Patients and methods: By using a prospective registry data set outlining the routine care provided to women diagnosed from 2006 to 2008 with HR-positive BC at 17 comprehensive and community-based cancer centers, we assessed GEP test adoption and the association between testing and chemotherapy use.

Results: Of 7,375 women, 20.4% had GEP testing and 50.2% received chemotherapy. Over time, testing increased (14.7% in 2006 to 27.5% in 2008; P < .01) and use of chemotherapy decreased (53.9% in 2006 to 47.0% in 2008; P < .01). Characteristics independently associated with lower odds of testing included African American versus white race (odds ratio [OR], 0.70; 95% CI, 0.54 to 0.92) and high school or less versus more than high school education (OR, 0.63; 95% CI, 0.52 to 0.76). Overall, testing was associated with lower odds of chemotherapy use (OR, 0.70; 95% CI, 0.62 to 0.80). Stratified analyses demonstrated that for small, node-negative cancers, testing was associated with higher odds of chemotherapy use (OR, 11.13; 95% CI, 5.39 to 22.99), whereas for node-positive and large node-negative cancers, testing was associated with lower odds of chemotherapy use (OR, 0.11; 95% CI, 0.07 to 0.17).

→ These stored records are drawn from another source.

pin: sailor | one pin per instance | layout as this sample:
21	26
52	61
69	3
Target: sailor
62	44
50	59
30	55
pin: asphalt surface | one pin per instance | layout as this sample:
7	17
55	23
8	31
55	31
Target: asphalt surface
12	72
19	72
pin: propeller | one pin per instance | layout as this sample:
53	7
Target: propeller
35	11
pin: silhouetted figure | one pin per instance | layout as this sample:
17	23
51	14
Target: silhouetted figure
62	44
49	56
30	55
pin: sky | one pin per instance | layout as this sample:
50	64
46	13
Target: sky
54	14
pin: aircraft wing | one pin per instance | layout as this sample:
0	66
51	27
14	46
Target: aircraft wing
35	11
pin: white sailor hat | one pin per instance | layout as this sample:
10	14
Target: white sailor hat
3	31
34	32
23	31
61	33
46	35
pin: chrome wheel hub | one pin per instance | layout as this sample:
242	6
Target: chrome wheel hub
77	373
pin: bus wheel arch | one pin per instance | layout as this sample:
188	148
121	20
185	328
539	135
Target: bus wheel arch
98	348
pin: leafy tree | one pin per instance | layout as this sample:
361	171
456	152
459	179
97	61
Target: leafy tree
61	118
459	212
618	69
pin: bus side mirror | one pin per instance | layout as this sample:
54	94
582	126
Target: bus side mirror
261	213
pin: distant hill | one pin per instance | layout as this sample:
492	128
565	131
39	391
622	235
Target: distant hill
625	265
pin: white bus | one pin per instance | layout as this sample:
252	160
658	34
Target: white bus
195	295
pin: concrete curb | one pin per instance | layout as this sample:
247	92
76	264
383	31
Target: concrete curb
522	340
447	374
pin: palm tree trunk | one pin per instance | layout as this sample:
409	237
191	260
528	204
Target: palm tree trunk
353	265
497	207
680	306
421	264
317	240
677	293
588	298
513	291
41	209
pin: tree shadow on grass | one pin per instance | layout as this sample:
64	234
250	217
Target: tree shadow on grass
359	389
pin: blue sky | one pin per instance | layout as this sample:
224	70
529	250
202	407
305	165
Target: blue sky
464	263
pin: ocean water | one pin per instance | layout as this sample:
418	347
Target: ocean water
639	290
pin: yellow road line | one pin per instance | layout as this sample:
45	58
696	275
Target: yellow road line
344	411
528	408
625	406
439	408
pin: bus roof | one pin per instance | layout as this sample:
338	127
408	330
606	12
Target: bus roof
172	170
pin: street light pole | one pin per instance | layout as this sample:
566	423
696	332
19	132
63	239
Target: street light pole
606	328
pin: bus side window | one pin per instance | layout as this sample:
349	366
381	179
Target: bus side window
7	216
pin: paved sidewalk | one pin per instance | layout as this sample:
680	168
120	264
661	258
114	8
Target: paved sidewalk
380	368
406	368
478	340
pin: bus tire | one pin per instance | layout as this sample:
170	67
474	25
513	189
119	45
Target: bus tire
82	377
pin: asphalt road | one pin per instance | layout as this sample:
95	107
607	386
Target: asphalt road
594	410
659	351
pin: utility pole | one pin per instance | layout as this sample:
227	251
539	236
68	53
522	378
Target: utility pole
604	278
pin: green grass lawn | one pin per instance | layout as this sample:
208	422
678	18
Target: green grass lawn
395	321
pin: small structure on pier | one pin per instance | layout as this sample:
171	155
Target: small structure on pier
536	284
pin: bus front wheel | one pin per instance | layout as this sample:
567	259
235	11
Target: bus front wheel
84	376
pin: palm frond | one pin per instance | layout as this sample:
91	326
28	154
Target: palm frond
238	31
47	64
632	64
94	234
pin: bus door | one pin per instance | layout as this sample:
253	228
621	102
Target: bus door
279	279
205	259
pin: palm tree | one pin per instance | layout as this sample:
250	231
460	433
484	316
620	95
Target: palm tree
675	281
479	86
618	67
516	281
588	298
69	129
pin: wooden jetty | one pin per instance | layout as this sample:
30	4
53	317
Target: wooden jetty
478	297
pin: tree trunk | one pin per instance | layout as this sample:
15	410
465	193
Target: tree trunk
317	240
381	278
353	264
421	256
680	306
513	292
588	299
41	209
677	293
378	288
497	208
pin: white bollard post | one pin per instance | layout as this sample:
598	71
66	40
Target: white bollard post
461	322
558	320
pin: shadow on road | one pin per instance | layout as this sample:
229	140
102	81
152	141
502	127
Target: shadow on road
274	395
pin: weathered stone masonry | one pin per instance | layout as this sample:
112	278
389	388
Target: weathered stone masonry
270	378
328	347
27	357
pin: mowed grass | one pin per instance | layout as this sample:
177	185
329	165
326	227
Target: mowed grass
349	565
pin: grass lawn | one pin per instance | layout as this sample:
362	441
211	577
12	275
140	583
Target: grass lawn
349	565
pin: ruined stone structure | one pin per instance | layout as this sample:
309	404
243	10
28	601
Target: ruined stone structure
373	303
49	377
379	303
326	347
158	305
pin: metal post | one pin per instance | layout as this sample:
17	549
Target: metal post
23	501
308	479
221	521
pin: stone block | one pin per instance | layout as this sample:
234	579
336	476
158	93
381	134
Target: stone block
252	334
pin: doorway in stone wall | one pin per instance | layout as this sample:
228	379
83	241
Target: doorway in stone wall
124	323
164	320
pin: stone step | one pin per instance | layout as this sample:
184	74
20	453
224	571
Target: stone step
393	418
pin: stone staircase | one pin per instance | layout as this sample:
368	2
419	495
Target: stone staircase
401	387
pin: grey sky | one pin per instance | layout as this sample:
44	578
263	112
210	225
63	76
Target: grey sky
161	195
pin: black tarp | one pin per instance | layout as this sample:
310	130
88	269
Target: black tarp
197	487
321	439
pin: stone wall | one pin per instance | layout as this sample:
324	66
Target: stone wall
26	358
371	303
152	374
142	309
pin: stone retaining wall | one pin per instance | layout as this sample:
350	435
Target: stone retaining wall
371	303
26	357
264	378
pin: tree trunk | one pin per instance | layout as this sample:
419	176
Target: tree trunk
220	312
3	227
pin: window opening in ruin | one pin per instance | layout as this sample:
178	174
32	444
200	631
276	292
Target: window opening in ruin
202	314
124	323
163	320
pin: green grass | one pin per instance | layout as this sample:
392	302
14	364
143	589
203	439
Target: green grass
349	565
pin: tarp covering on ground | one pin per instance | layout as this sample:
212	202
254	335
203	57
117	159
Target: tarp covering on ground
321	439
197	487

Conclusion: There has been a progressive increase in use of this GEP test and an associated shift in the characteristics of and overall reduction in the proportion of women with HR-positive BC receiving adjuvant chemotherapy.

Fig 1.

(A) Temporal trends in gene expression profile (GEP) testing and chemotherapy use for all patients, (B) stratified by nodal (N) status, and (C) by cancer center type. Patients with hormone receptor–positive stage I to III breast cancer were diagnosed from 2006 to 2008. Mantel-Haenszel χ² P < .001 for all trends except chemotherapy use at community-based cancer centers (P = .74). There were fewer patients from community-based cancer centers in 2006 than in subsequent years because these centers started contributing patients to the data set part way into 2006. Community, community-based cancer center; Comprehensive, comprehensive cancer center.

Fig 2.

(A) Distribution of gene expression profile (GEP) test results for this study and previously published results and (B) for this study stratified by clinically based risk. Cutoffs for low- (< 18), intermediate- (18–30), and high- (≥ 31) risk GEP test results were previously defined as part of the test development process.^– Treatment recommendation groups are based on clinical characteristics, as derived from National Comprehensive Cancer Network (NCCN) clinical practice guidelines. Results from this study include 95% CIs. Three of 1,454 patients with a known GEP result could not be assigned to a clinical risk stratum because of missing pathology data. NSABP, National Surgical Adjuvant Breast and Bowel Project; SWOG, Southwest Oncology Group.